Techcrunch has updated its analysis of the valuation of the major social networks globally, based on new usage and advertising spending figures.
As last year when I did the same analysis, the most interesting part of this for me is the relative advertising spending per internet user across countries, and the very strong differences in what are sometimes quite similar economies.
The relative ranking has changed little from last year, though the absolute figures have fallen significantly. Internet advertising spending has essentially been flat over the last year or so, while there has been a solid increase in the number of users.
Techcrunch is using a different data source for the number of Internet users (Internet World Stats instead of Comscore), however is still using the figures from PricewaterhouseCoopers’ Advertising report.
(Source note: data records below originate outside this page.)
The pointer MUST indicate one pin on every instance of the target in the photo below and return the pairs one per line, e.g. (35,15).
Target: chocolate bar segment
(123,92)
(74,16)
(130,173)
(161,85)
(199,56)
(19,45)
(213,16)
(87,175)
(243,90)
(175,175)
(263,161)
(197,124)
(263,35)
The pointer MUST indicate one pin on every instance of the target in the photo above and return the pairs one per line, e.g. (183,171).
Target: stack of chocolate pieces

Because of PwC’s close affiliation with the Internet Advertising Bureau in most countries, the figures are as good as you’re going to get, despite some methodological problems.
I don’t think there is a lot of evidence to build further on my suggestions last year as to the differences in Internet advertising spend across countries. One of the biggest drivers is both in advertiser and publisher attitudes. In each country there is an ecosystem of advertisers, ad agencies, media buyers, and publishers which together need to shift their ad spend across channels. In the countries with the highest Internet ad spend per capita, many traditional publishers have actively shifted online and introduced their advertisers to the new media.
It will be fascinating to see whether these differentials in Internet advertising will even out over time, as advertising over digital media channels eventually takes a dominant share of total ad spend.